A volte è importante avere una prospettiva storica delle cose.
La materia della “teoria della valutazione d’azienda” in Italia ha un padre riconosciuto: Luigi Guatri.
Nel suo primi scritti (io conservo tutto ingiallito l’edizione 1984 de “la valutazione delle aziende”, Giuffrè editore), il Guatri aveva una forte avversione per i metodi finanziari – descritti appunto come troppo soggettivi – e arrivava a teorizzare la presenza di due scuole europee di valutazione: una di matrice anglosassone (basata sul DCF) e una di tipo continentale (soprattutto Germania e Italia) che preferiva metodi più oggettivi (patrimoniale semplice e patrimoniale misto con correzione reddituale).

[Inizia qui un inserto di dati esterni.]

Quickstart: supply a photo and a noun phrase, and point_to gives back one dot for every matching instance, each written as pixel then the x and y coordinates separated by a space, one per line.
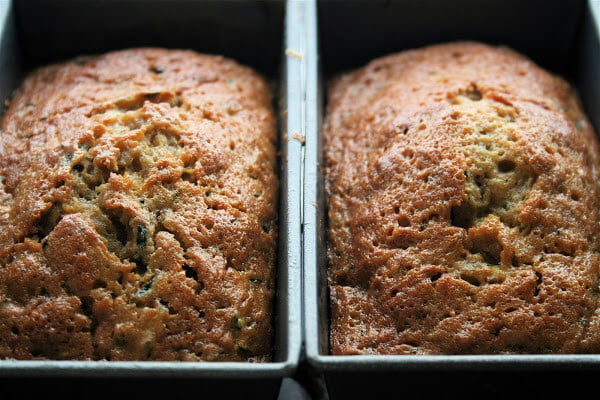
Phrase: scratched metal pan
pixel 563 37
pixel 255 33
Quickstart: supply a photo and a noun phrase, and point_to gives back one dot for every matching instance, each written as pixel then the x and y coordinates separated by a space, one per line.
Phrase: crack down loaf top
pixel 138 210
pixel 463 207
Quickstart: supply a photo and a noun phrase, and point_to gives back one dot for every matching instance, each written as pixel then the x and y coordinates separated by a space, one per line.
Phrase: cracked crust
pixel 138 210
pixel 463 196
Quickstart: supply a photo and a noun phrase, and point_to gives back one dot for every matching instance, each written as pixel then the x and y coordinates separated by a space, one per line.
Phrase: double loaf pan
pixel 299 45
pixel 562 37
pixel 35 33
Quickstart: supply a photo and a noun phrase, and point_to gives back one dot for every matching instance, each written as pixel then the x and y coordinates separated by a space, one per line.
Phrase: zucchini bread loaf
pixel 138 210
pixel 463 194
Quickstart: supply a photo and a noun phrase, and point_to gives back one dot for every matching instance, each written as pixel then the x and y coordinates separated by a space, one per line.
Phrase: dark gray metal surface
pixel 562 36
pixel 256 33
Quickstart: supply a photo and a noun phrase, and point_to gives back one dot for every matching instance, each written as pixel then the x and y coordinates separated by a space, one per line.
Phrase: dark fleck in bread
pixel 463 199
pixel 138 210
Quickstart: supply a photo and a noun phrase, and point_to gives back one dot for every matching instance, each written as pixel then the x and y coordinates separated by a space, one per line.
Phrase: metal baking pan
pixel 255 33
pixel 562 36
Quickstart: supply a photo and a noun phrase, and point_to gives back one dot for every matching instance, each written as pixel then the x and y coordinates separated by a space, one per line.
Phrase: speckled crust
pixel 462 185
pixel 138 210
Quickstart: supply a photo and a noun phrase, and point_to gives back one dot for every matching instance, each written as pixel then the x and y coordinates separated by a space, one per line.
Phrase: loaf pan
pixel 255 33
pixel 561 36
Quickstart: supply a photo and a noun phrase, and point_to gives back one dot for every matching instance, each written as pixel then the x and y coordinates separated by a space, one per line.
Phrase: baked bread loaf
pixel 463 207
pixel 138 210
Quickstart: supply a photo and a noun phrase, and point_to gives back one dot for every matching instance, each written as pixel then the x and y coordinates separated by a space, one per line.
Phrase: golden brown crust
pixel 138 210
pixel 463 191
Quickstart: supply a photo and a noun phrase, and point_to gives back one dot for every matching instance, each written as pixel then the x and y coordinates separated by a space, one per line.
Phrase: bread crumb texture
pixel 463 217
pixel 138 210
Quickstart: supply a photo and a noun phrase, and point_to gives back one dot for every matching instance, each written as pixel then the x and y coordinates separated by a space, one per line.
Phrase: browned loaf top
pixel 138 210
pixel 463 191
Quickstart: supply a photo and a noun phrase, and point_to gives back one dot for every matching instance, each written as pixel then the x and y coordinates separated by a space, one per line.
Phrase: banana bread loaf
pixel 463 207
pixel 138 210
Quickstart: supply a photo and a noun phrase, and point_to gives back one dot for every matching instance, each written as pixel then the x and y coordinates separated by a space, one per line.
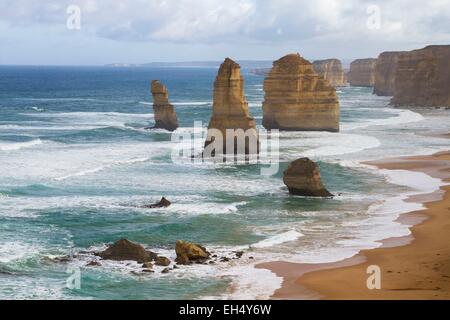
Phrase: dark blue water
pixel 76 162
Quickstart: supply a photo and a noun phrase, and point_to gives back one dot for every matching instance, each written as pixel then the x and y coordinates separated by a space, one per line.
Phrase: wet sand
pixel 413 267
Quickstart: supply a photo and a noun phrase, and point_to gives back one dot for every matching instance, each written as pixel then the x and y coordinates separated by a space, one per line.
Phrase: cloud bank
pixel 255 24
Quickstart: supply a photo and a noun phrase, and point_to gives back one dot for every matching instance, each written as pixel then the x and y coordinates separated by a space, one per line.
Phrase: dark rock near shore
pixel 94 264
pixel 303 179
pixel 124 250
pixel 162 261
pixel 163 203
pixel 190 252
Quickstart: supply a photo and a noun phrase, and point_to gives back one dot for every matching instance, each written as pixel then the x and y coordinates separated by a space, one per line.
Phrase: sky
pixel 98 32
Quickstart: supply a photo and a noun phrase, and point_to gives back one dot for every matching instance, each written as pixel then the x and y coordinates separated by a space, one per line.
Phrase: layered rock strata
pixel 231 115
pixel 331 70
pixel 422 78
pixel 385 70
pixel 302 178
pixel 165 116
pixel 362 73
pixel 298 99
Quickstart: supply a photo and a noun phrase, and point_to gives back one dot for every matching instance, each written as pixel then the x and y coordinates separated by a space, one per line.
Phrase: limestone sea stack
pixel 385 70
pixel 362 72
pixel 331 70
pixel 423 78
pixel 298 99
pixel 165 116
pixel 302 177
pixel 230 110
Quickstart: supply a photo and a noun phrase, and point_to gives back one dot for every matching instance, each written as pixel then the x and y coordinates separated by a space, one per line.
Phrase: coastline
pixel 412 267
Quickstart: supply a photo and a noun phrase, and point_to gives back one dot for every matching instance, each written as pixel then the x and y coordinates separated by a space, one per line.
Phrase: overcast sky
pixel 140 31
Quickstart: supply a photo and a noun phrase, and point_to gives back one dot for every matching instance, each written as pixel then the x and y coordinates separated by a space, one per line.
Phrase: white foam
pixel 12 146
pixel 400 117
pixel 98 169
pixel 323 144
pixel 288 236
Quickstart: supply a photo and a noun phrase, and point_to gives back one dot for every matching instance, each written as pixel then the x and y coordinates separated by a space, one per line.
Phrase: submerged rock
pixel 165 116
pixel 147 265
pixel 362 72
pixel 94 264
pixel 423 78
pixel 124 250
pixel 163 203
pixel 230 111
pixel 298 99
pixel 162 261
pixel 190 252
pixel 302 177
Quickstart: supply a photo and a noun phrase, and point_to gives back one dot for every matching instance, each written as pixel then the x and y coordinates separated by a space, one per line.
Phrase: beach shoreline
pixel 412 267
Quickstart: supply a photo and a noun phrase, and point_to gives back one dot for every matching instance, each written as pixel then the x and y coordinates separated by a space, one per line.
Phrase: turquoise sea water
pixel 76 163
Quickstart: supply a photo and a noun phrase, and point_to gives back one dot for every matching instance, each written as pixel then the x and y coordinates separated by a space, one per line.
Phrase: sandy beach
pixel 413 267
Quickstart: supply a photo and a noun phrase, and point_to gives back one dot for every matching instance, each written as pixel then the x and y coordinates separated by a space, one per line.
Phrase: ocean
pixel 77 163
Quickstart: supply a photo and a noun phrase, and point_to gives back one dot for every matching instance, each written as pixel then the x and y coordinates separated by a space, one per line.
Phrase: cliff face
pixel 423 77
pixel 331 70
pixel 385 70
pixel 230 108
pixel 361 73
pixel 298 99
pixel 302 178
pixel 165 116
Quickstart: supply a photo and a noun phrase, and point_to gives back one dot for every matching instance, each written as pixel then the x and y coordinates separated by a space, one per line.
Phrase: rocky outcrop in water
pixel 165 116
pixel 298 99
pixel 362 72
pixel 190 252
pixel 124 250
pixel 163 203
pixel 385 70
pixel 331 70
pixel 423 78
pixel 230 111
pixel 302 178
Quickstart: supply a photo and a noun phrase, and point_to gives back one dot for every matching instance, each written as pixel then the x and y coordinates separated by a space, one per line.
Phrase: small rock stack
pixel 165 116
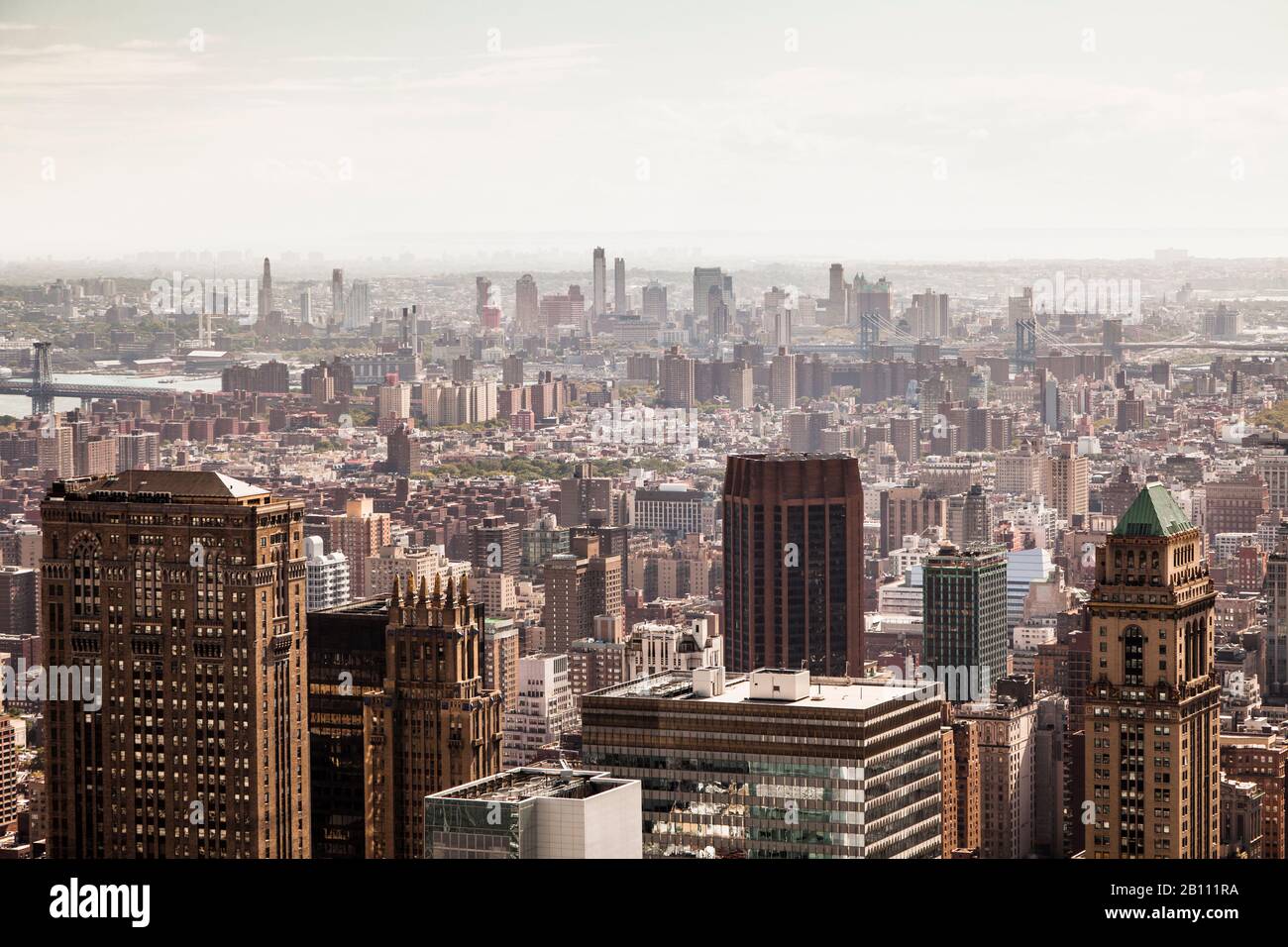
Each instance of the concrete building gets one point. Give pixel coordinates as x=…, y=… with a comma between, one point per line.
x=327, y=577
x=785, y=766
x=544, y=707
x=209, y=573
x=1153, y=719
x=536, y=813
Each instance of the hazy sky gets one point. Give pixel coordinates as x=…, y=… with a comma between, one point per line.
x=786, y=128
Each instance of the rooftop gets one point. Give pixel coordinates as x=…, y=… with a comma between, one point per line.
x=823, y=692
x=1153, y=513
x=175, y=486
x=533, y=783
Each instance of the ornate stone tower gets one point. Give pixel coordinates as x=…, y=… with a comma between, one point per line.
x=1153, y=709
x=432, y=725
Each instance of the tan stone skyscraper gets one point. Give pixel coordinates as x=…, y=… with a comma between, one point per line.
x=432, y=725
x=1153, y=710
x=187, y=591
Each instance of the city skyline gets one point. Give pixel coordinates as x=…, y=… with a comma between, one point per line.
x=999, y=131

In Italia, nessuno ha mai osato contraddire Guatri: era equivalente ad essere considerati eretici, col solo risultato di non vedersi più assegnate dai tribunali nessuna di quelle famose perizie che servono a poco o niente, ma fruttano succose parcelle.
Col tempo Guatri ha molto ammorbidito questa posizione (il famoso metodo EVA da lui pubblicizzato non è altro che un DCF, anche se nessuno lo dice), ma molti suoi seguaci – più realisti del re – continuano a portare avanti la vecchia tesi e ad ignorare che il loro metodo preferito, misto patrimoniale-reddituale IN PRATICA NON E' MAI USATO da chi ci mette i soldi.
Beh, facciano (fate) pure. Siamo in un paese libero.
PS Per quale motivo dovrebbe essere più importante ciò che dice una associazione di diritto pubblico? Sono stati forse “unti dal Signore”?